¿LA FUNCIÓN LABORAL DEPENDE DE LA PERSONALIDAD?

25.04.2018

Para el psicoanálisis no existe la personalidad como algo fijado, dado desde el nacimiento. Son las posiciones psíquicas que uno ocupa ante esos pilares, esas verdades humanas que vienen dadas por los significantes que uno adquiere en su desarrollo psicosexual: padre, madre, hombre y mujer. Estos pilares van a ser los que van a estar como base en nuestras relaciones posteriores.

Cuando estamos hablando de empresa y relaciones organizacionales, no hay características de la personalidad que hagan a uno encajar con el perfil, o con esa función determinada. Digamos que hay estar en la función o no estar. Cuando hay problemas en la gestión y dudas en el lugar que uno ocupa tienen que ver con cuestiones de fondo que sobredeterminan. Así, los despistes, olvidos en citas de trabajo, etc., no es porque esa persona es "así" sino porque tiene problemas con el desempeño de la función, reflejan algo que está más allá de lo que vemos aparentemente. Sabemos desde el Psicoanálisis que corresponden a deseos inconscientes realizados de manera disfrazada. Para el inconsciente no hay error, siempre hay acierto. Hay deseos inconscientes que se realizan a través de esa acción, de manera disfrazada. Son actos psíquicos llenos de sentido.

Ejemplo

Persona con un puesto de funcionario director de un área. Tenía fama de ser alguien muy despistado, de tener que ir detrás de él constantemente para cerrar una cita, para hablarle. Aunque había descontento en general, se decía de él que es que era muy despistado pero luego "era buena gente".

Había ciertas contradicciones, porque en las reuniones criticaba duramente a quien no realizaba lo acordado, lo que se exigía y a la vez que alentaba hacía el trabajo. Pareciera que trabajaba para la institución, pero a la hora de la verdad, la gente no podía realizar lo que exigía porque o bien no se presentaba, o alegaba otra cita importante y no daba facilidades o alternativas para que se llevara a cabo. El malestar se generaba entre los trabajadores y se lo tomaban como algo dirigido a su persona.

No se le podía echar del puesto porque era funcionario, así que había que "aguantarse" con él.
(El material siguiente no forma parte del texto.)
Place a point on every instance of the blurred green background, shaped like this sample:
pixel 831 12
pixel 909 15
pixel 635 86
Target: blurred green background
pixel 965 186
En las entrevistas se vio que el puesto que ocupaba él anteriormente había sido ocupado por su ex-mujer. A él lo habían trasladado a ese lugar justamente, el puesto que ocupaba ella. Tras un periodo de trabajo individual y con el equipo de trabajo, se fueron transformando esos actos que eran atentados contra el puesto que ocupaba, metáfora de atentar contra ella, su ex-mujer, en un complejo proceso de identificación. Había afectos reprimidos no elaborados tras la separación, que pudo llevarlos a cabo con la labor del psicoanalista.